Read the following passage carefully and answer the Questions that follow in your own words:
“The third great defect of our civilization is that it does not know what to do with its knowledge. Science has given us powers fit for the gods, yet we use them like small children. For example, we do not know how to manage our machines. Machines were made to be man’s servants, yet he has grown so dependent on them that they are in a fair way to become his masters. Already most men spend most of their lives looking after and waiting upon machines. And the machines are very stern masters. They must be fed with coal, and given petrol to drink, and oil to wash with and they must be kept at the right temperature. And if they do not get their meals when they expect them, they grow sulky and refuse to work, or burst with rage, and blow up and spread ruin and destruction all round them. So we have to wait upon them very attentively and do all that we can to keep them in a good temper. Already we find it difficult either to work or play without the machines, and a time may come when they will rule us altogether, just as we rule the animals. And this brings me to the point at which I asked “What do we do with all time which the machines have saved for us, and the new energy they have given us?” On the whole, it must be admitted, we do very little. For the most part we use our time and energy to make more and better machines, but more and better machines will only give us still more time and still more energy and what are we to do with them? The answer, I think, is that we should try to become more civilized. For the machines themselves, and the power which the machines have given us, are not civilization but aids to civilization. But you will remember that we agreed at the beginning that being civilized meant making and liking beautiful things, thinking freely, and living rightly and maintaining justice equally between man and man. Man has a better chance today to do these things than he ever had before, he has more time, more energy, less to fear and less to fight against. lf he will give his time and energy which his machines have won for him to making more beautiful things, to finding out more and more about the universe to removing the causes of quarrels between nations, to discovering how to prevent poverty, then I think our civilization would undoubtedly be the greatest, as it would be the most lasting that there has ever been.”
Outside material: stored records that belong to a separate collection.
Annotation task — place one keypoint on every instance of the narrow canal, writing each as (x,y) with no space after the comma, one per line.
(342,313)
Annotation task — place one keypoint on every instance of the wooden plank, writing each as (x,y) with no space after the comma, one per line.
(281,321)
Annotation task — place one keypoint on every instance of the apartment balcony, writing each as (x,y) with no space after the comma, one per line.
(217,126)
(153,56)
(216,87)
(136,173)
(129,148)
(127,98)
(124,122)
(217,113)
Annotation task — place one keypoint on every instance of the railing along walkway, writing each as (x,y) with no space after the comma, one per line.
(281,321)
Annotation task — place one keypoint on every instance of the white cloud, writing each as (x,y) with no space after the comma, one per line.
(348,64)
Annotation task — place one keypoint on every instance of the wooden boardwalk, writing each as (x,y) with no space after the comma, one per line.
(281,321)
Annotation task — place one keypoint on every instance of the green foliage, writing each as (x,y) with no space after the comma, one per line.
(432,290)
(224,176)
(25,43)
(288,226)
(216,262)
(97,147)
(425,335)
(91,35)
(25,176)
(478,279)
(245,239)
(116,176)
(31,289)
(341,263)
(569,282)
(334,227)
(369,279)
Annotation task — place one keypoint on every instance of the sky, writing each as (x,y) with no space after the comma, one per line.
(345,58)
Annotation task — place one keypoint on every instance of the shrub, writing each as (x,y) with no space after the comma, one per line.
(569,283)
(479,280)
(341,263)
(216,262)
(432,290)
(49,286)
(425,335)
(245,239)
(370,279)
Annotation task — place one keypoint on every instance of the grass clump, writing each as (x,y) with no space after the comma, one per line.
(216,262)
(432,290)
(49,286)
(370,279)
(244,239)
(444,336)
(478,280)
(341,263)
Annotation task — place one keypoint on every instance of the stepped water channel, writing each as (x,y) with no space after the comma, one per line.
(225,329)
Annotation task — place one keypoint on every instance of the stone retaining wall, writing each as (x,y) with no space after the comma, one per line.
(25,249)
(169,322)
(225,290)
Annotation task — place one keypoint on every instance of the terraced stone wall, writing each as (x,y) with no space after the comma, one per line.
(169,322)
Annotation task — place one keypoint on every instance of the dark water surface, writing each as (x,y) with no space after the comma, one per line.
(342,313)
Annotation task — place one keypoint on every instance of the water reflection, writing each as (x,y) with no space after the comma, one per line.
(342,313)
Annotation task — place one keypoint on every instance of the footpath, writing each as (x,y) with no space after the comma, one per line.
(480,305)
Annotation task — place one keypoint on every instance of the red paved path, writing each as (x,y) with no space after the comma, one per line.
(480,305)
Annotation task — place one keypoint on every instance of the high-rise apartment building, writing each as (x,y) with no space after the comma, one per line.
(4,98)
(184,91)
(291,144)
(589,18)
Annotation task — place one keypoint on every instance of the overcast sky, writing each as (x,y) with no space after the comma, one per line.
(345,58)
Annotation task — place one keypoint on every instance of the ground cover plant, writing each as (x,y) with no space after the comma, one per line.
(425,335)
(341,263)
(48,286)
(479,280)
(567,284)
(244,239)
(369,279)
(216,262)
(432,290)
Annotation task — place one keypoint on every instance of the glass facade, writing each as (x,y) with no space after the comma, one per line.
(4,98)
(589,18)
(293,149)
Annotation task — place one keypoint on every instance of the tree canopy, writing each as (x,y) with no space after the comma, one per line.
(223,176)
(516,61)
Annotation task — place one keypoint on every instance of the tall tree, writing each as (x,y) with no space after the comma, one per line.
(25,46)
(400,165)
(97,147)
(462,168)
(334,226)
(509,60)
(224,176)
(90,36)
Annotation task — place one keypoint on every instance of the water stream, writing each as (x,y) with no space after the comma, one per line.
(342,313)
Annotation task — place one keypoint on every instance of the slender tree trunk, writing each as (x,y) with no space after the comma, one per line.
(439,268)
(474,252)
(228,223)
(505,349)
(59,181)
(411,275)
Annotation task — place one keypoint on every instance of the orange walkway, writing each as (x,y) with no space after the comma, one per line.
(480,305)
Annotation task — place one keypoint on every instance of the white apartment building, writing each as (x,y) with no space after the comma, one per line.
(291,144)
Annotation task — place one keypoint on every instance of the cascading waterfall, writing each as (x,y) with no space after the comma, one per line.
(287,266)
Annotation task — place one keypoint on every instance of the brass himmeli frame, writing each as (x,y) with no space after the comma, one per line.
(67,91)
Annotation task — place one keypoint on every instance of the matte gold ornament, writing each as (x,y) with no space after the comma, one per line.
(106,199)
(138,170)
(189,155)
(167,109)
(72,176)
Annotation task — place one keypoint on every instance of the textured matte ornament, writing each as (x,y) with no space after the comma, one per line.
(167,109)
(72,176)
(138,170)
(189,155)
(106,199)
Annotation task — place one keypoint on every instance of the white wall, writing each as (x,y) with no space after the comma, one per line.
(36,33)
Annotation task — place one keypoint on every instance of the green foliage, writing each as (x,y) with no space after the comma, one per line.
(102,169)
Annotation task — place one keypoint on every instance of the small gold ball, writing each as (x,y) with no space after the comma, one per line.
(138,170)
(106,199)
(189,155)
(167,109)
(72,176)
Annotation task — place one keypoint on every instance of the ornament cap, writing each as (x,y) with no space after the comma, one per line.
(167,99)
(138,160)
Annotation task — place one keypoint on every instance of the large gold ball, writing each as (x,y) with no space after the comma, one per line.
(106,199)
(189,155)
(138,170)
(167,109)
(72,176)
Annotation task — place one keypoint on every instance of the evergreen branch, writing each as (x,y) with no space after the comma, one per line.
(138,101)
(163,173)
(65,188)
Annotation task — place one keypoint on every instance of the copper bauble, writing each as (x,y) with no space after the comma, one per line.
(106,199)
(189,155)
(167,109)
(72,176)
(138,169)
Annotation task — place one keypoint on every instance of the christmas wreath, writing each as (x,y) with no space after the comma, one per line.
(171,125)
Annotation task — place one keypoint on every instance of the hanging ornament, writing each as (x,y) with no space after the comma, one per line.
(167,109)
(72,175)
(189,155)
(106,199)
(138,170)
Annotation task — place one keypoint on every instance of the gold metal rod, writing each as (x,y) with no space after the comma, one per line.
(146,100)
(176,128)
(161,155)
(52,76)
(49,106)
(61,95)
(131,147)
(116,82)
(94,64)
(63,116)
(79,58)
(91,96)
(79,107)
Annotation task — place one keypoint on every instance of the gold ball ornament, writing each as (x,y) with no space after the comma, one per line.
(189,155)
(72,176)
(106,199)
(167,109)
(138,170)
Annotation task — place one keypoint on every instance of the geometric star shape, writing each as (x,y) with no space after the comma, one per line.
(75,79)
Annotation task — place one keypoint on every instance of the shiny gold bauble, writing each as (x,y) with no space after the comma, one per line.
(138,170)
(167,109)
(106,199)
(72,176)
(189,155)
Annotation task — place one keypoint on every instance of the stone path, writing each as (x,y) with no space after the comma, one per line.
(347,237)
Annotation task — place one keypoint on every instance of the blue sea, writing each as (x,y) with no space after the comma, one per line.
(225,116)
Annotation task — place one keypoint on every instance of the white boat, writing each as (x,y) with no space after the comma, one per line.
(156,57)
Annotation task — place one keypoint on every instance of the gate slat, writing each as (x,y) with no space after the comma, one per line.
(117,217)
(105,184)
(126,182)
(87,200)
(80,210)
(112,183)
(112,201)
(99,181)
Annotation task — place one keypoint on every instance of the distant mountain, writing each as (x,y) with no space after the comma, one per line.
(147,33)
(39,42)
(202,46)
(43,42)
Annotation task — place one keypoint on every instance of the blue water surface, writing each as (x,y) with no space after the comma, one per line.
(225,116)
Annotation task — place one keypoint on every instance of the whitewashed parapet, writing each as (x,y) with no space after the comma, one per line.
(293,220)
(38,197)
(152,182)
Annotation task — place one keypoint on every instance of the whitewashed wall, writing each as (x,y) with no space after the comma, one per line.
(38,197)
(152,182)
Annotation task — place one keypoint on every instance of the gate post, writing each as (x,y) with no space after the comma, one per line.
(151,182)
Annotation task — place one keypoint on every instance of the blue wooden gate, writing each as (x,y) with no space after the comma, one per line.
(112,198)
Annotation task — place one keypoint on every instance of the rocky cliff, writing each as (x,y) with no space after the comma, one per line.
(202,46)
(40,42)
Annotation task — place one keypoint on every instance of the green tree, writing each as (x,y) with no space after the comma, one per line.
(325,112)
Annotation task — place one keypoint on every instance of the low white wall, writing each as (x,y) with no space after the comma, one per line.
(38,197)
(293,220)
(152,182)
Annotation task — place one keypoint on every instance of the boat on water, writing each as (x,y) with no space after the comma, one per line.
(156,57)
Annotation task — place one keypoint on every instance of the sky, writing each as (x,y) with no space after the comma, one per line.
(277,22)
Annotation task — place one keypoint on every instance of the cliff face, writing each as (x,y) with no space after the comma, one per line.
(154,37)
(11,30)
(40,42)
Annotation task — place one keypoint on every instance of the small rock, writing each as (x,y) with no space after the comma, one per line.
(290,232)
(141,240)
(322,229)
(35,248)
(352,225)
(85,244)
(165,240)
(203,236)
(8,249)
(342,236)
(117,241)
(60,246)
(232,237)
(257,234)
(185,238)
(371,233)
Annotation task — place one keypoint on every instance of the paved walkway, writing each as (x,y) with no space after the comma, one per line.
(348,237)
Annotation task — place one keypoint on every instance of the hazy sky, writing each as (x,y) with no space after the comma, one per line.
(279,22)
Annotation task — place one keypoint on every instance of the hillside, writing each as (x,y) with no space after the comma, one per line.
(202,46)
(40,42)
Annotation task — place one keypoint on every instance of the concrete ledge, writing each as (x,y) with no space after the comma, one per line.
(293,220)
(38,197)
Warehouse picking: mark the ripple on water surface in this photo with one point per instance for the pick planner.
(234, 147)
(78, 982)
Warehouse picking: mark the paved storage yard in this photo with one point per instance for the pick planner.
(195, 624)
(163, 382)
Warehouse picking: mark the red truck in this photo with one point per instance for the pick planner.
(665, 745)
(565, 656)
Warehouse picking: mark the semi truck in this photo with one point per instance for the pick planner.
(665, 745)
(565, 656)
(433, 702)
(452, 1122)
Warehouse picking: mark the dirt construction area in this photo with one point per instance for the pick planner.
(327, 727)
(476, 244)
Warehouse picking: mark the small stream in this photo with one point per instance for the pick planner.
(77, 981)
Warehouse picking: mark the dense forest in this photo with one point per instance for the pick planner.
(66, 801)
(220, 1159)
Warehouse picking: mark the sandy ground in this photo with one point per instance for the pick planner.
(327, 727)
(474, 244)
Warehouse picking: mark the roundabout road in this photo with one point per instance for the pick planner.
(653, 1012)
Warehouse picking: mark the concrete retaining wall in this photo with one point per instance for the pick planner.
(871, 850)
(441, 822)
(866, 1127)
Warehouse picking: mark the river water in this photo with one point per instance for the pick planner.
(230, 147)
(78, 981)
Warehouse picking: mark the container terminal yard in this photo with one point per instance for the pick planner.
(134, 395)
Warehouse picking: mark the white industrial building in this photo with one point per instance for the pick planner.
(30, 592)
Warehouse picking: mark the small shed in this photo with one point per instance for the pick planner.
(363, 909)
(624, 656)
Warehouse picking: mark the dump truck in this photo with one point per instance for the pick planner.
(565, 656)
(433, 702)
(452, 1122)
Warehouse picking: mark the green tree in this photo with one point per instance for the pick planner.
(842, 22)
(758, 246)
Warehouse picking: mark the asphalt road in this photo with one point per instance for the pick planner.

1. What is your concept of “Civilization”? Do you agree with the author’s views on the subject?
A civilization is any complex society characterized by the development of a state, social stratification, urbanization, and symbolic systems of communication beyond natural spoken language. I agree with the author's assertion that civilization entails the creation and fusion of lovely things. Some other characteristics of civilization include ensuring equality of justice between mankind and safeguarding one's freedom of thought and expression.

2. Science has given us powers fit for the gods. If it a curse or blessing?
Science has given us powers fit for the gods, but this has been a curse rather than a blessing because most men are stuck in a perpetual cycle of upgradation – improving the previous version of a machine. This spending of free time and energy by men to make more efficacious machines leaves them no time for themselves or their environment.

3. The use of machines has brought us more leisure and energy? Are we utilizing it to improve the quality of human life?
The use of machines has brought mankind more leisure and more energy, but mankind is not utilizing this ample time for the improvement of the quality of human life. Most men spend most of their free time and energy making more efficient machines, which will give him still more time for leisure and energy. Ironically, he does not get that free time because he is stuck creating a more efficient machine than the previous one, hence leaving no time for himself or for the improvement of the civilization and the quality of human life.

4. Instead of making machines our servants, the author says, they have become our masters. In what sense has this come about?
Machines were made to be man’s servants, but he has grown so dependent on them that they have become his master, as most men spend most of their lives looking after them, maintaining them regularly, and waiting upon them whenever necessary.